Thérèse en mille morceaux

du 13 au 24 octobre 2009
2h10

Thérèse en mille morceaux

Thérèse en mille morceaux est le portrait d’une femme, le récit d’une insurrection. L’héroïne du roman de Lyonel Trouillot, magnifiquement adapté et mis en théâtre par Pascale Henry, va, contre toute attente, courir le risque de vivre. Fille de propriétaires terriens dans l’Haïti des années 60, épouse, soeur, enfant, Thérèse est toujours restée là où on l’attend. Jusqu’au jour où…

« Elle a dit ça l’autre Thérèse. Elle va et vient en moi aux heures de son choix. Elle sait tout,évoque des secrets de famille, des documents, des objets. Elise crie qu’elle ment ? Laquelle des deux croire, ma soeur ou mon double ? »

Portrait d'une femme
Thérèse, l’autre Thérèse
Donner corps à ce qui n’était que voix
Adapter pour la scène le roman de Lyonel Trouillot
Notes de mise en scène

  • Portrait d'une femme

Thérèse en mille morceaux est le portrait d’une femme, le récit d’une insurrection. L’héroïne du roman de Lyonel Trouillot, magnifiquement adapté et mis en théâtre par Pascale Henry, va, contre toute attente, courir le risque de vivre. Fille de propriétaires terriens dans l’Haïti des années 60, épouse, soeur, enfant, Thérèse est toujours restée là où on l’attend. Jusqu’au jour où…

Tout le monde est là. Mère, le désir, la mort, Elise, la porte en bois de chêne, la rue, Jean, Jérôme, le silence, l’ordre, Haut la main, le flot des mots, le désordre, Père, Joël et Alexandre, le désir, l’enfance, la peur, l’excès, les portes fermées, les fenêtres ouvertes…

L’histoire ne se présente pas sous des traits qui immédiatement nous ressemblent. Elle se passe à Haïti, et c’est le corps d’une femme qui en est le théâtre. Deux « lieux » finalement, qui ont écrit leur l’histoire dans celle de la domination. Sans doute est-ce pour cela, qu’il y a dans ce texte une sorte de lumière profonde faite sur la nature de l’oppression. Pour cela aussi, que parvient à notre sensibilité combien le désordre et l’excès sont les moyens du désir, les possibilités du surgissement du sujet humain.

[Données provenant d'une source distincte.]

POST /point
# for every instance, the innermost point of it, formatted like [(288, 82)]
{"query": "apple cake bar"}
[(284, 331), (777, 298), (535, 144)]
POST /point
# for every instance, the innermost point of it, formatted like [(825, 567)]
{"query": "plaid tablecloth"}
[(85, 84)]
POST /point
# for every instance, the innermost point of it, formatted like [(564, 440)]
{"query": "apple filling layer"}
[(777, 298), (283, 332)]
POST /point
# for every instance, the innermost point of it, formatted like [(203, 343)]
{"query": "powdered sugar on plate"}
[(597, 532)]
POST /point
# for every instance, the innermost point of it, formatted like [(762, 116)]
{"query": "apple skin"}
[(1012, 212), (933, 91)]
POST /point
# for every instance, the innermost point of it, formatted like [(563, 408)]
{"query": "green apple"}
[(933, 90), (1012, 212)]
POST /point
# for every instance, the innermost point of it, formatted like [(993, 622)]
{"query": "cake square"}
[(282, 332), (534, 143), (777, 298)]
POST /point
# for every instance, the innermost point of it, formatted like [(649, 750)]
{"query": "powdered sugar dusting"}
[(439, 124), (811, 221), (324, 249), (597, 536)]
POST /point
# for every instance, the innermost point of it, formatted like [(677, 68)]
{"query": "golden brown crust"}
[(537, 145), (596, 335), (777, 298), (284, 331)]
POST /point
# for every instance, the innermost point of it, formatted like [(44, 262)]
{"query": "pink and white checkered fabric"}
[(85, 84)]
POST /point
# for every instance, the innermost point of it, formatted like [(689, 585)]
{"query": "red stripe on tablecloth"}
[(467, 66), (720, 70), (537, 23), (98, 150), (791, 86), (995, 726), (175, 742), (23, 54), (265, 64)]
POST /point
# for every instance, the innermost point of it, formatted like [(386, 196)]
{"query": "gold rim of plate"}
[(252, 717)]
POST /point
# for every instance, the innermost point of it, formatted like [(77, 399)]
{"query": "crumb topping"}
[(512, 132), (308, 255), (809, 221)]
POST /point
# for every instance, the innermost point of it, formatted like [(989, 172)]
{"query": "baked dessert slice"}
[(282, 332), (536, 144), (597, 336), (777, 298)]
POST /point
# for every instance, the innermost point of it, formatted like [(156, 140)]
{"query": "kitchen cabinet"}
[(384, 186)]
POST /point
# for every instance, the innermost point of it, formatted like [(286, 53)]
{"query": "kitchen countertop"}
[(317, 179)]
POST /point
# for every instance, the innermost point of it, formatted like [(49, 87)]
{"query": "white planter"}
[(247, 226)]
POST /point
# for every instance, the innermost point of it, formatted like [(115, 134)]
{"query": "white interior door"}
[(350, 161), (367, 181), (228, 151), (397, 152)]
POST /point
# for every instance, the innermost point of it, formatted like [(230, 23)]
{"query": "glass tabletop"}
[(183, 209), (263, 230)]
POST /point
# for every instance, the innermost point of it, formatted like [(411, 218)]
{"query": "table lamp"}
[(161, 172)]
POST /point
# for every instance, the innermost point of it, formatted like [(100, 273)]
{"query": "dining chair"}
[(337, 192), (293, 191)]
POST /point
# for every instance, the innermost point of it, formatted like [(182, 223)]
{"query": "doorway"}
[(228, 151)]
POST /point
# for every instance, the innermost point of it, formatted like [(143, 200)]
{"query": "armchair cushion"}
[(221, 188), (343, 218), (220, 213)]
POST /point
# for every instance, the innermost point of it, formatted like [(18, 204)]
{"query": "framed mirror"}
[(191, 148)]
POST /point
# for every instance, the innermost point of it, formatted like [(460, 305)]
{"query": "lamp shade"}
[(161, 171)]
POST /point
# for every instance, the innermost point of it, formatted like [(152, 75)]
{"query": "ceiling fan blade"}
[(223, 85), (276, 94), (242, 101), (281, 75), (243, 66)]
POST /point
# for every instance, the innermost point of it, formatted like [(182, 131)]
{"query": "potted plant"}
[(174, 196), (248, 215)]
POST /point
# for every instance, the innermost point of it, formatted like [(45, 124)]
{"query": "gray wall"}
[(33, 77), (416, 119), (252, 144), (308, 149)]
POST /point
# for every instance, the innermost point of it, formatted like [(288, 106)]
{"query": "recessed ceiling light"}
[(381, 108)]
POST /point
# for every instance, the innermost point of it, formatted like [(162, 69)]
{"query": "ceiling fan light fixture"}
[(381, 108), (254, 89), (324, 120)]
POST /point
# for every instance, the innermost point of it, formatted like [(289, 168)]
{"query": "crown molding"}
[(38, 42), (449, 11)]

Pour se soulever face à l’oppression encore faut-il la reconnaître et la nommer. Dans le chemin de Thérèse, dans ce chemin de désordre, c’est cela que nous suivons, pas à pas, attachés à sa marche, percevant sa raison bien qu’elle soit « folle », sûrs qu’elle ait raison bien qu’elle ait tort, et craignant qu’elle renonce à le supporter.

Pascale Henry

Adaptation d’après le roman de Lyonel Trouillot.

  • Thérèse, l’autre Thérèse

Alertée par un double intérieur que certains prennent pour l’expression d’une folie, Thérèse est soudain l’objet d’une division qui la rend méconnaissable à elle-même. Déroutée et déroutante, Thérèse laisse jaillir les mots de cette insurrection dans l’intimité des pages d’un journal qu’elle rédige au milieu de la tourmente qui la saisit et bouleverse son entourage. « Marionnette ou marionnettiste, j’écris pour savoir de combien de Thérèse j’ai été le pantin ». Agitée par ce soudain fleuve de mots, par l’élan vital qui éveille ses sens, Thérèse va laisser libre cours à ces batailles obscures, actrice et spectatrice d’un théâtre à l’intérieur d’elle-même.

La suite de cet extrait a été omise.